Piecing it Together
Portfolio construction is a key determinant of success, especially when using multiple active mandates within an equity portfolio. Understanding how strategies are correlated and interact with each other will drive decisions made on weighting of each underlying strategy within the overall equity portfolio. Aon prefers a balanced portfolio across multiple factors, including contribution of risk by each strategy. If the portfolio is unbalanced, unknown risks may drive performance. When determining these risks, we look to determine if one strategy within the portfolio is contributing a greater amount of risk than preferred. That may drive the portfolio’s out or underperformance relative to a benchmark from just one strategy in a portfolio of multiple underlying investments.
Diversification3 of risk across managers is important in building a well-balanced portfolio. However, deploying assets to too many managers could have little diversification benefit. In broad markets, such as global equity, constructing a portfolio of three to five managers, depending on the asset size is prudent. In more efficient markets, such as the US equity market, diversification benefits quickly decrease when adding additional investment managers to the portfolio, particularly when paired with a passive investment.
Ultimately, Aon seeks to build portfolios that will outperform the market in a variety of market conditions. For this to exist, a portfolio needs to be balanced and employ strategies that are diversified from other mandates within the asset class. That will likely mean deploying capital to a mix of strategies that seek alpha in differing ways such as quantitative, flexible approaches, or fundamental approaches focused on a smaller subset of the broad equity universe.
Maintain a Long-Term Perspective
We believe that the best results for public equity investors are often achieved by those that maintain a long-term perspective.
Stocks trade daily and the price of a stock moves upwards or downwards on the constant changing of data. Some of these changes are warranted and others are likely irrelevant to the value of a business. But this dynamic causes volatility.

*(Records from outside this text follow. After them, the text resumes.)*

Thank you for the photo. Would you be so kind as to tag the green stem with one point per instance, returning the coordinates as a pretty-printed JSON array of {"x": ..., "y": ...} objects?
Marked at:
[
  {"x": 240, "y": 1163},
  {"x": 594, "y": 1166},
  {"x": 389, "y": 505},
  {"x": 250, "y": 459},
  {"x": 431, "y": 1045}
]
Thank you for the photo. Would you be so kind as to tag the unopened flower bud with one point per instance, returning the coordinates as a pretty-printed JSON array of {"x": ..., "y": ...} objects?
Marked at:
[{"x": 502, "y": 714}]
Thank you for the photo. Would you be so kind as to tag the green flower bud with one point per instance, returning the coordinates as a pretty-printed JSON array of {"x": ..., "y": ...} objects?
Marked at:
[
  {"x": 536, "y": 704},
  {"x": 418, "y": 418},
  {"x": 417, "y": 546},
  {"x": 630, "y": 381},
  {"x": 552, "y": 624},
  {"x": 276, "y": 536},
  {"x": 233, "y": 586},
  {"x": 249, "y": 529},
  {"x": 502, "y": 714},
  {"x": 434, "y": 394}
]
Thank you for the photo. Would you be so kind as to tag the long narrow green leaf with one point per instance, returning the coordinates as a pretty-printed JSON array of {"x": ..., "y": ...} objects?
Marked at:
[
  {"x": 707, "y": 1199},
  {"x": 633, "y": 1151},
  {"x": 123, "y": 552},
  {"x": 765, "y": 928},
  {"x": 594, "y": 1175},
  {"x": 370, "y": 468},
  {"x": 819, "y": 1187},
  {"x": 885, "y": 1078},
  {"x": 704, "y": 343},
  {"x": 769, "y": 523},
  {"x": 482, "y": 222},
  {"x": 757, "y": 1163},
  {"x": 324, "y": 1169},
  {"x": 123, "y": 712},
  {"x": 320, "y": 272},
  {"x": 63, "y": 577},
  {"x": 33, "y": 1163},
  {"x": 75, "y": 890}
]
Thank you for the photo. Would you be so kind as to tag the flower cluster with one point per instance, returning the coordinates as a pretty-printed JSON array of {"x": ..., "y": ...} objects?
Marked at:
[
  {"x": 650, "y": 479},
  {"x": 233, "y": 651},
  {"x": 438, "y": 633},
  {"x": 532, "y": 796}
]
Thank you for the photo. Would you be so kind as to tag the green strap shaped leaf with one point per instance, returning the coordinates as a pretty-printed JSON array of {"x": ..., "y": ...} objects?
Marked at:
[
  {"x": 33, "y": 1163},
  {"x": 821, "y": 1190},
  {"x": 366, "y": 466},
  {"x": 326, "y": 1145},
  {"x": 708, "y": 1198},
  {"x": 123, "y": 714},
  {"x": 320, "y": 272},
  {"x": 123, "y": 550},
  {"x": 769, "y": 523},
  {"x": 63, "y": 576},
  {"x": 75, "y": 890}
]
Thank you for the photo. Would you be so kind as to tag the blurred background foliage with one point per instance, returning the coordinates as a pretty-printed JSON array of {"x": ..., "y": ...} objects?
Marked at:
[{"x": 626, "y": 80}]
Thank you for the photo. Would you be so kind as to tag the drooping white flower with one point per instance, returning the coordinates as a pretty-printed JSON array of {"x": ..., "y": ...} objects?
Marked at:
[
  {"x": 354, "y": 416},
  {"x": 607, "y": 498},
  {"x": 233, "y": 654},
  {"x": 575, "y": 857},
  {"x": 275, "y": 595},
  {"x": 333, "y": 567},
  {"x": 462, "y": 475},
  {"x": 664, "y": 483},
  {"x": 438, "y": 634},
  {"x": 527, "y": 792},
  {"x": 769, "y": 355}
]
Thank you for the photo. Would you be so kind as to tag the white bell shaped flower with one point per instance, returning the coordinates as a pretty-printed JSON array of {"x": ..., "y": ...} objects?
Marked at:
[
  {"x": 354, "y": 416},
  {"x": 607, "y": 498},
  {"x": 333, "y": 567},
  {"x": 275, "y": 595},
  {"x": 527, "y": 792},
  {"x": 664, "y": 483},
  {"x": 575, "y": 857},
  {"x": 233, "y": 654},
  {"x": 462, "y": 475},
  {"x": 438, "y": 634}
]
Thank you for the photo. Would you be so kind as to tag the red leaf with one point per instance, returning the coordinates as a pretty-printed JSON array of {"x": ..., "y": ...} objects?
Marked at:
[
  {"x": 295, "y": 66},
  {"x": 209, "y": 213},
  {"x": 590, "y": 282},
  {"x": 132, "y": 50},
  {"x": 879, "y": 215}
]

Because of short-term changes, active investing is not for short-term oriented investors. Having a diversified, well-constructed portfolio will help allow investors to benefit from differing styles. That also means all styles will not perform in tandem.
When evaluating performance, it is best to consider the performance of the asset class portfolio versus each underlying strategy. There will be times to move away from an active manager due to organizational concerns, investment team changes, or changes to its investment approach. Performance alone should not be a reason to terminate an investment strategy.